Description
Purpose: The aim of the study was to compare the clinical and functional outcome of patients after surgical treatment (intra-articular osteotomy (IO) vs. endoprosthetic knee replacement (ER)) of malunited tibial plateau fractures with a minimum follow-up (FU) of at least 24 months. We hypothesized that the outcome of IO was similar to the outcome of EG.
Methods: Between 2016 and 2021, all patients who underwent surgery due to malunited tibial plateau fractures in two national trauma centers (IO: n= 31; ER: n= 88) were included in the retrospective study. Patients with IO were matched to patients with ER with regard to initial fracture entity and gender. Clinical and functional results were collected with a follow-up period of at least 24 months.
Results: 20 patients with IO (11 men, 9 women, age: 45.6±11.2 years, FU 38.8±16.6 months) were matched to 20 patients with ER (11 men, 9 women, age: 60, 4±7.4 years, FU 41.4±19.3). At the time of the FU, the study population showed a significant reduction in pain (preoperative VAS 4.9 ± 2.1 vs. postoperative VAS 2.9 ± 1.9, p<0.001), as well as an increase in the Tegner activity score (preoperative 2.4 ± 1 points vs. postoperatively 3.3±1.5 points, p<0.001).
There were no differences between the groups with regard to postoperative pain (IO: 3.1 ± 1.8 vs. ER: 2.6 ± 2, p=0.463) or revision surgery (IO: 35% vs. ER: 55% p=0.204). 15% (n=3) of patients with IO converted to TEP over time.
In the ER group, postoperative limited loss of motion of the knee occurred significantly more often at the time of the FU (extension deficit 70% vs. 35%, p=0.027; flexion deficit
100% vs 50%, p<0.001). The postoperative Tegner activity score was significantly reduced in the ER group (2.7±1.1 vs. 3.9±1.6, p=0.009). The KOOS subscale sports activities was also significantly reduced in the ER group (26.1±21.9 vs. 46.1±26, p= 0.042), whereas the other four KOOS subscales, the clinical Rasmussen score or the Oxford Knee Score showed no significant differences. Linear regression analysis showed that the ER was a negative predictor of a reduced Tegner activity score regardless of patient age in comparison to the IO (OR -1.1, [95% CI, -2.1 to -0.12]; p= 0.028).

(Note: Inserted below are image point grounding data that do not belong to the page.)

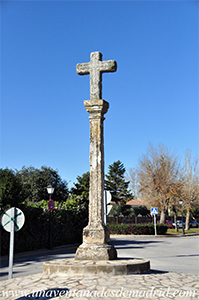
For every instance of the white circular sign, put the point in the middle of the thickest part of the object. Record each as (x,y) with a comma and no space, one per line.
(18,219)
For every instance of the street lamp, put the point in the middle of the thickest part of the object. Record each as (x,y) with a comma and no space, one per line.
(180,203)
(50,190)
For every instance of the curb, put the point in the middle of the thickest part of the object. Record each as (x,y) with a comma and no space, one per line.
(41,251)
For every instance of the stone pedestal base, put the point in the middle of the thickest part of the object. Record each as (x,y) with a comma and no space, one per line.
(96,245)
(96,252)
(71,267)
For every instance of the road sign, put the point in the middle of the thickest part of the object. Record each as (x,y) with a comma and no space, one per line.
(154,211)
(12,220)
(107,197)
(51,204)
(18,219)
(107,200)
(109,208)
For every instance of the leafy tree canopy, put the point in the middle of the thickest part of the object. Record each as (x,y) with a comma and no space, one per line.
(35,182)
(117,185)
(11,189)
(81,188)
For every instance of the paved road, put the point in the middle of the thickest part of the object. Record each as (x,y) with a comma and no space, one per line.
(175,254)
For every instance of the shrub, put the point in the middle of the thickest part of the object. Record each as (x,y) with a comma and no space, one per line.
(137,229)
(66,224)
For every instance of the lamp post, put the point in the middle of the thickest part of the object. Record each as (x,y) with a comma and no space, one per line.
(180,203)
(50,190)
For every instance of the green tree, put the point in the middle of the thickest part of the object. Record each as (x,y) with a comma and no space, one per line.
(140,210)
(81,188)
(158,175)
(11,189)
(35,182)
(116,210)
(117,185)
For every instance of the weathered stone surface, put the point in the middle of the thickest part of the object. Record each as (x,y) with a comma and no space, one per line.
(103,267)
(96,241)
(95,68)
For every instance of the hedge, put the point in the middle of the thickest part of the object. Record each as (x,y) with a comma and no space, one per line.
(137,229)
(66,228)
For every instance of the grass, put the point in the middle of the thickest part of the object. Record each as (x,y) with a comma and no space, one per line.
(191,230)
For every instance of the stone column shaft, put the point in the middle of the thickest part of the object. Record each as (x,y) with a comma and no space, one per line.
(96,242)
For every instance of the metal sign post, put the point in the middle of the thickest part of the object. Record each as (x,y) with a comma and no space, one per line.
(154,212)
(12,230)
(107,200)
(12,220)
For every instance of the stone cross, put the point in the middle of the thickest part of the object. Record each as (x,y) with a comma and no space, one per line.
(95,68)
(96,241)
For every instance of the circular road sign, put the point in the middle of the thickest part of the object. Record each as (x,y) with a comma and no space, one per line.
(18,219)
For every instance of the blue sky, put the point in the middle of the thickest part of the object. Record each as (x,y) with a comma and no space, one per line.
(153,96)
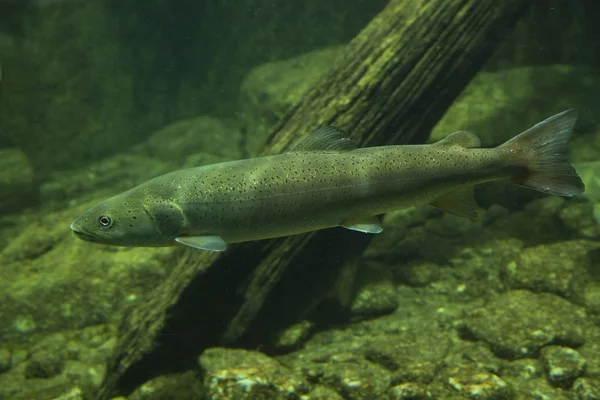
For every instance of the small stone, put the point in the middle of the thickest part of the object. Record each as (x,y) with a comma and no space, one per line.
(5,360)
(321,392)
(587,389)
(420,274)
(559,268)
(243,374)
(409,391)
(478,384)
(519,323)
(563,365)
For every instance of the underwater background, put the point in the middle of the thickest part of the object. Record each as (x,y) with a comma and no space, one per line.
(98,96)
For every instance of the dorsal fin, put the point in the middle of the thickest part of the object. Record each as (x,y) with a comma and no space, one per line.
(325,138)
(461,138)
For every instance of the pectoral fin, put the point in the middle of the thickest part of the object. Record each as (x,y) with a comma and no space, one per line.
(212,243)
(369,224)
(459,202)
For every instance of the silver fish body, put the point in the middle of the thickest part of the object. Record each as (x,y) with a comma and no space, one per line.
(325,182)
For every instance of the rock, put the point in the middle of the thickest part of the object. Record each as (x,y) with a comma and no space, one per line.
(563,365)
(17,184)
(270,89)
(523,369)
(243,374)
(72,394)
(173,386)
(559,268)
(376,293)
(202,134)
(321,392)
(44,365)
(586,389)
(497,105)
(350,375)
(102,179)
(5,359)
(293,336)
(479,384)
(519,323)
(409,391)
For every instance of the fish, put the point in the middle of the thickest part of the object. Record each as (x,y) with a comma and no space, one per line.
(327,181)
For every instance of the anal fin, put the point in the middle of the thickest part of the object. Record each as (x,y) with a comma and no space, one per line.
(211,243)
(365,224)
(460,202)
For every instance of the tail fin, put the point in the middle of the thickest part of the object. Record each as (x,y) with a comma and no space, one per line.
(542,153)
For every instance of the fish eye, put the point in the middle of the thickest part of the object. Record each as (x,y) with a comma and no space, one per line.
(105,221)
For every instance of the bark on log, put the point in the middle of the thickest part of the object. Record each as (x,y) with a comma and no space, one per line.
(394,82)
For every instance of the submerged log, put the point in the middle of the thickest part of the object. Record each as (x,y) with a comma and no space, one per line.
(393,83)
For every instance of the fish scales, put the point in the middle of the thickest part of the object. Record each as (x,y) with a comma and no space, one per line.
(323,182)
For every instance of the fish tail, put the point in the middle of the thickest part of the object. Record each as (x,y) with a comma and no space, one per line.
(541,156)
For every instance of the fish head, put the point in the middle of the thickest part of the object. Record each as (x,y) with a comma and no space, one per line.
(118,221)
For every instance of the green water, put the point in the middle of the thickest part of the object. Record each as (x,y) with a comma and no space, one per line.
(98,96)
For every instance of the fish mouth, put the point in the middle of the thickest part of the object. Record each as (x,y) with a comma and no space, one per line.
(82,234)
(85,236)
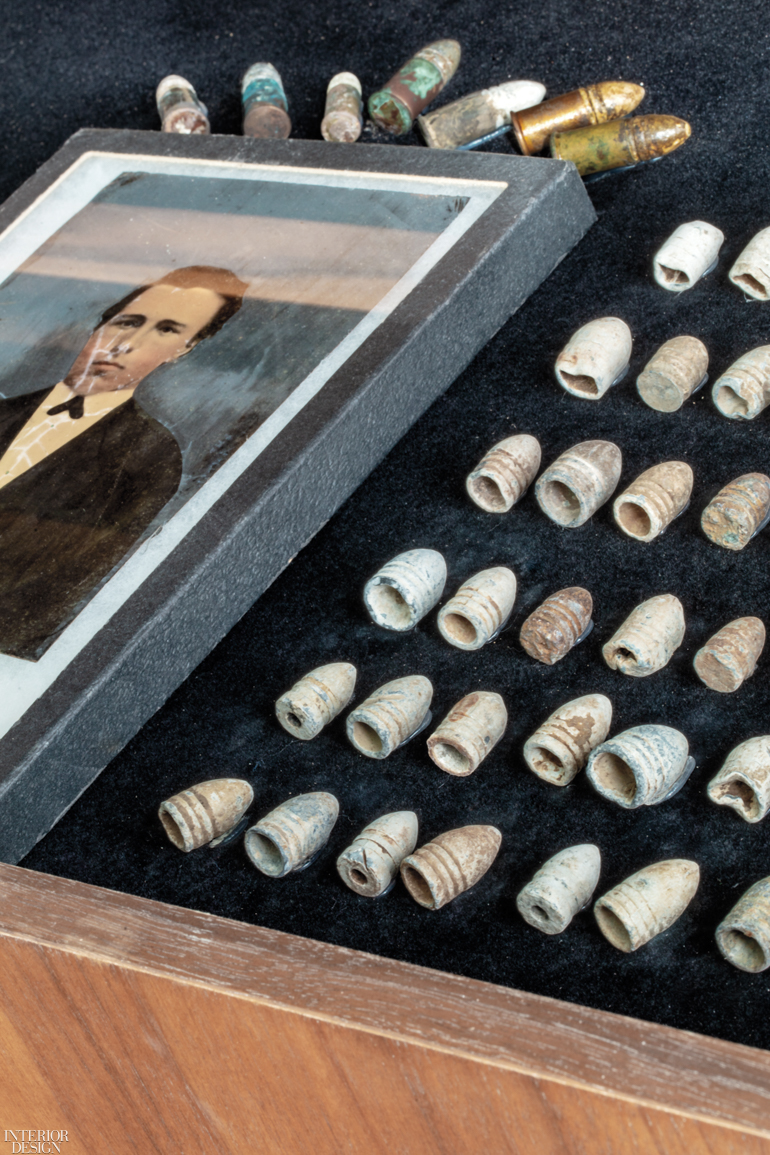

Conclusions: Surgical treatment of malunited tibial plateau fractures resulted in a significant improvement in activity level and pain reduction, regardless of whether the treatment was performed by endoprosthesis or intra-articular osteotomy.
In this patient population, patients treated with an endoprosthetic knee replacement showed significantly more often postoperative loss of motion of the knee and lower activity scores, independent of age. Patients with intra-articular osteotomy showed a relatively high risk of failure with 15% TEP conversion.